Modeling of drug transport within capillaries and tissue remains a challenge, especially in tumors and cancers where the capillary network exhibits extremely irregular geometry. Recently introduced Composite Smeared Finite Element (CSFE) provides a new methodology of modeling complex convective and diffusive transport in the capillary–tissue system. The basic idea in the formulation of CSFE is in dividing the FE into capillary and tissue domain, coupled by 1D connectivity elements at each node. Mass transport in capillaries is smeared into continuous fields of pressure and concentration by introducing the corresponding Darcy and diffusion tensors. Despite theoretically correct foundation, there are still differences in the overall mass transport to (and from) tissue when comparing smeared model and a true 3D model. The differences arise from the fact that the smeared model cannot take into account the detailed non-uniform pressure and concentration distribution in the vicinity of capillaries. We introduced a field of correction function for diffusivity through the capillary walls of smeared models, in order to have the same mass accumulation in tissue as in case of true 3D models. The parameters of the numerically determined correction function are as follows: ratio of thickness and diameter of capillary wall, ratio of diffusion coefficient in capillary wall and surrounding tissue; and volume fraction of capillaries within tissue domain. Partitioning at the capillary wall–blood interface can also be included. It was shown that the correction function is applicable to complex configurations of capillary networks, providing improved accuracy of our robust smeared models in computer simulations of real transport problems, such as in tumors or human organs.

Introduction

In investigating supply of nutrients or drugs to target cells, it is essential to achieve efficient transport through capillary walls as the biological barrier. In order to help in that goal it is desirable to have adequate simple, but accurate, computational models. Transport within capillaries and tissue has been the subject of study over past decades, especially molecular/particulate convective and diffusive transport within blood vessels and through the vessel walls, since it is the fundamental process in drug delivery. Capillaries are filled with plasma and cells, while tissue can be considered as a porous medium with very complex microstructure composed of extracellular fibrous matrix and cells. Interaction between particles/molecules and the capillary wall components can dominate the transport through the wall. This interaction on a molecular level may be incorporated into a continuum transport model [[1], [2]], and appropriate multiscale model has been developed and applied to various bioengineering problems [[3], [4]].

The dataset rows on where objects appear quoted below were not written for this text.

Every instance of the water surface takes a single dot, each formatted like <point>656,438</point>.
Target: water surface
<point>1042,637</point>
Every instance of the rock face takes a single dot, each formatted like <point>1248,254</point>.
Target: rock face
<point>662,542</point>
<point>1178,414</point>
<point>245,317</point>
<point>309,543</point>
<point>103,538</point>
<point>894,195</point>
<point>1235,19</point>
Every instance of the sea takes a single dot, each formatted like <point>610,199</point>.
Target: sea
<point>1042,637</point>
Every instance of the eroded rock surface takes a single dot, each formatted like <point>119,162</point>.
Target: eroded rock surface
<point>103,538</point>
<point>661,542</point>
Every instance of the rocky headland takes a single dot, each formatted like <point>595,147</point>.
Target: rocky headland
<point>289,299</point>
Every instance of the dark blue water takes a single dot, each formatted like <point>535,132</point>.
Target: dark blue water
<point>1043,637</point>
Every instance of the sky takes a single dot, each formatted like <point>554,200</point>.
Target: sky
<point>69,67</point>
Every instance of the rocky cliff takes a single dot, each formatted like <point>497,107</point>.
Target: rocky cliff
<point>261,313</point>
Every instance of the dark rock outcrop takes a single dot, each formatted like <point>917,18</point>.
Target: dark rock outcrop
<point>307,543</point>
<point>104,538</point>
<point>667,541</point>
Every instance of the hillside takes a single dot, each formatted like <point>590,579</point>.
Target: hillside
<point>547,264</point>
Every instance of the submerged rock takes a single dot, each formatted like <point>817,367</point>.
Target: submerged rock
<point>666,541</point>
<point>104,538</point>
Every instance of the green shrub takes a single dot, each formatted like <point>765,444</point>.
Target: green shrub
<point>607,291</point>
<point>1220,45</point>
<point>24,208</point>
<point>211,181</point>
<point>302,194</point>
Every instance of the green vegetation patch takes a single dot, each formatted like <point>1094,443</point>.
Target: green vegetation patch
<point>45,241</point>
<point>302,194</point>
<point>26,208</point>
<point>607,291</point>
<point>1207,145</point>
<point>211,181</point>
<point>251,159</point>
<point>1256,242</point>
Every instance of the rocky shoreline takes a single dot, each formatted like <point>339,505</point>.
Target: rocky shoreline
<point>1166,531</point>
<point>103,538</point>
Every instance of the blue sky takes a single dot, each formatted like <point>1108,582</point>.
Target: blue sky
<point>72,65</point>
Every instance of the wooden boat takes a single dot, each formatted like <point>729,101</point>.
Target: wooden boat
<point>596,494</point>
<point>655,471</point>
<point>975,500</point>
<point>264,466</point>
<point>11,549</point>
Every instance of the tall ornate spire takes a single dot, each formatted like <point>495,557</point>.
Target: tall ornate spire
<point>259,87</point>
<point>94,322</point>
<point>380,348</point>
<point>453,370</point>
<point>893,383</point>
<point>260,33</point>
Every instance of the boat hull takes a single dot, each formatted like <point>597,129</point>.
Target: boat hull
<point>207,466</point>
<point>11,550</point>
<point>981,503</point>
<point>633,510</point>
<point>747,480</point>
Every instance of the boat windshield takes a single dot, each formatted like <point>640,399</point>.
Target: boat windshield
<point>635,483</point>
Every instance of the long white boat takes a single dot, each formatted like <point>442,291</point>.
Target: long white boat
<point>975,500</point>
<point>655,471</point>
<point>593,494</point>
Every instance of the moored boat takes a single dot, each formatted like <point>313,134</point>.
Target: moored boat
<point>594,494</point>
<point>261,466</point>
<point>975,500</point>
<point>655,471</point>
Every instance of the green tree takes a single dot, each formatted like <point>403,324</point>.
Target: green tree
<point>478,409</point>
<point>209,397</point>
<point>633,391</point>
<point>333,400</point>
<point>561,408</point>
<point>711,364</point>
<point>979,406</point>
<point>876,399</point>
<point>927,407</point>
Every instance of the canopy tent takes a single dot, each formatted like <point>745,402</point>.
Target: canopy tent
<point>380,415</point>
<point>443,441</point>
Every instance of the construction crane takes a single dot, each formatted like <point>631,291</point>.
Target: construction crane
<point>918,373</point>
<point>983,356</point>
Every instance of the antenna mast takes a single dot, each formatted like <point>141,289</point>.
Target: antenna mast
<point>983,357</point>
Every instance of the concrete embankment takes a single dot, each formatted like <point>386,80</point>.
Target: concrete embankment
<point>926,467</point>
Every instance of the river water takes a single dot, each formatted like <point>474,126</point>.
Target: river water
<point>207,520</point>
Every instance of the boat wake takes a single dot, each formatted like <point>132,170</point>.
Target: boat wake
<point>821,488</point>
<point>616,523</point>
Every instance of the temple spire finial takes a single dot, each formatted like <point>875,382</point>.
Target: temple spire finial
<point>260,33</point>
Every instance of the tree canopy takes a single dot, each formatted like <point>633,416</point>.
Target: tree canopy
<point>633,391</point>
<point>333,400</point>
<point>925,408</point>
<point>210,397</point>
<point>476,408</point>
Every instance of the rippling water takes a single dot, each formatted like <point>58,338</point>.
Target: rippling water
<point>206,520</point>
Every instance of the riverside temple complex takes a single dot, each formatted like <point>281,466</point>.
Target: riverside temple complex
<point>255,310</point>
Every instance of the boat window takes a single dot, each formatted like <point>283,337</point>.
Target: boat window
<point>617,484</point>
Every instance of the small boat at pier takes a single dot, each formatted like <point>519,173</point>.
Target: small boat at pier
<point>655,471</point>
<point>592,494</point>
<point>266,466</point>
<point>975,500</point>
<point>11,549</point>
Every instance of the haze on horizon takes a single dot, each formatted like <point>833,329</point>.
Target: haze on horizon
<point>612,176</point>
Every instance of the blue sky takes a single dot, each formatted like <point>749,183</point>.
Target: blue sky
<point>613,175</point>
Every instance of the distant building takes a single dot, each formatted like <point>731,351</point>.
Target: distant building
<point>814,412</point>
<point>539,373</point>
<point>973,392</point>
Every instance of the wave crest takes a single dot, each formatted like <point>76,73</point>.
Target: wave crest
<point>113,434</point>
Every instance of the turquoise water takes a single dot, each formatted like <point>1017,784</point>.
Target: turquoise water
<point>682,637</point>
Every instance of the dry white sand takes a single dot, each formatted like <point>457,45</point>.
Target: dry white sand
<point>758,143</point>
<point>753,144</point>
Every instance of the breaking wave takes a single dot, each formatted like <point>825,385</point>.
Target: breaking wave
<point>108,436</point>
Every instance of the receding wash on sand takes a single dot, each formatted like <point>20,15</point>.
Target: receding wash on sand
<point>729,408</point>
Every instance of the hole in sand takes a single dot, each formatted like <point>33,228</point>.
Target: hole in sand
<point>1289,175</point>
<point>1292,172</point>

We here consider transport of matter by diffusion within biological systems, with a specific focus on solid tumors. Morphology of tumor vasculature has been intensively investigated, with experimental evaluation of the role of capillary density within tissue, capillary lengths and diameters [[5], [6], [7], [8], [9]]. In most of the tissue, and especially in tumors, geometry of blood vessels is highly heterogeneous with irregular blood vessel branching and variability of diameters and lengths. Since the number of vessels is extremely large (total number of capillaries in the body billions [10], modeling of each vessel within an organ or tumor would not at present be feasible. Also, tumor tissue is very heterogeneous and involves zones of significantly different permeability for fluid and particulate transport. Additionally, capillary networks are different for different tumor types; they vary from patient to patient, and are changing over the period of tumor growth.

Frequent mass exchange takes place in a heterogeneous environment among several phases, where mass partitioning (hydrophobicity) may occur at the interface of phases. Hydrophobicity is usually present at the interface between solid and fluid phase [11], which has to be considered in computational models. Our numerical results [11], based on the analysis of diffusion kinetics in the parameter space of partitioning and diffusivity, showed that partitioning is an extremely important parameter which may control equilibrated mass distribution.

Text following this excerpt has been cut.